I don’t often think about “forty-years” but it is much on my mind this morning. It’s impossibly early – 4:15am – and I’m at BNA waiting to board a flight to Atlanta, then catch a leg to Salt Lake, and finally a hop to Reno. My ticket says we’ll land around noon Reno time, but I’ll have no earthly idea what time that really is by the time I get there. Time seems, often, pretty flexible. Flying east to one time zone and then west through three others, I’ll likely be discombobulated when I get there. But the notion of forty years is a significant and sobering number no matter how you calculate it. Earlier this week it dawned on me that forty years ago yesterday I stood with my heart in my throat to deliver the commencement address at the American University’s College of Public and International Affairs graduation at Washington, DC’s historic DAR Constitution Hall. Let’s be clear: I wasn’t the valedictorian. Rather, I had been chosen out of a pool of 8 students – 4 undergrad and 4 grad selected from each of the 4 schools in CPIA. I was the SIS (School of International Service) undergraduate candidate and was, for some inexplicable reason, chosen. While it wasn’t a sermon, it was the first time I had spoken to a group that large. Graduation took place in the historic DAR Constitution Hall. Every time a Jeopardy episode is shown from there a wave of nostalgia washes over me.

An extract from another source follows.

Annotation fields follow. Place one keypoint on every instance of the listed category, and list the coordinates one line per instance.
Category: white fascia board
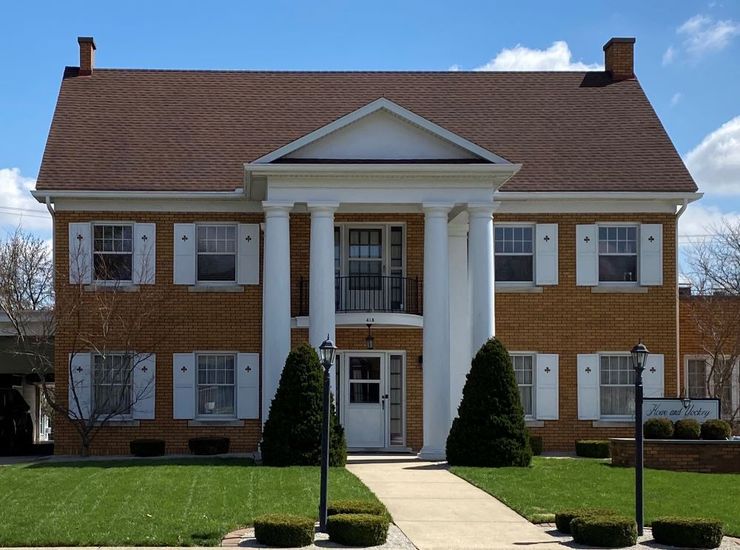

Several images come flooding back. Dean Bill Olson standing with me watching the procession before we walked up to the stage and his advising me to choose where to do my graduate work based on the finery of the doctoral regalia, while he was resplendent in his Yale robes. His warm greeting on the podium. My Pop and girlfriend’s family in one of the side boxes. My housemates, Billy, Joe, Alan, and Sajjad Ahrabi. Saj was from Iran, came to the US for school in ’77 and couldn’t go home; we watched his hometown of Tehran during the daily Nightline programs as Ted Koppel covered the Iranian Revolution. Sadly, Saj died a few years ago. He was one of the most gentle souls and gracious gentlemen I have known. We shared a birthday and I think of him every year and it delights me to see him in the photo.
My flights out to Reno were easy as was the drive down to South Lake Tahoe for dinner with an old Bethlehem friend, Dave Norton, and his wife, Lynn. This is my first time to visit Tahoe and coming here on a gloriously sunny day it was showing off its best side. After Dave generously shared some very special Scotch on his porch, we had dinner right on the lake. Bidding them goodbye, I then drove up the south and west side of the lake to the little town of Truckee for the night. I’ll worship at the Truckee Lutheran Presbyterian Church in the morning. Pastor Jeanie Shaw who was a few years ahead of me at PTS serves there. The last time I saw Jeanie was when she came to WPC with a group from her church to do work after the flood.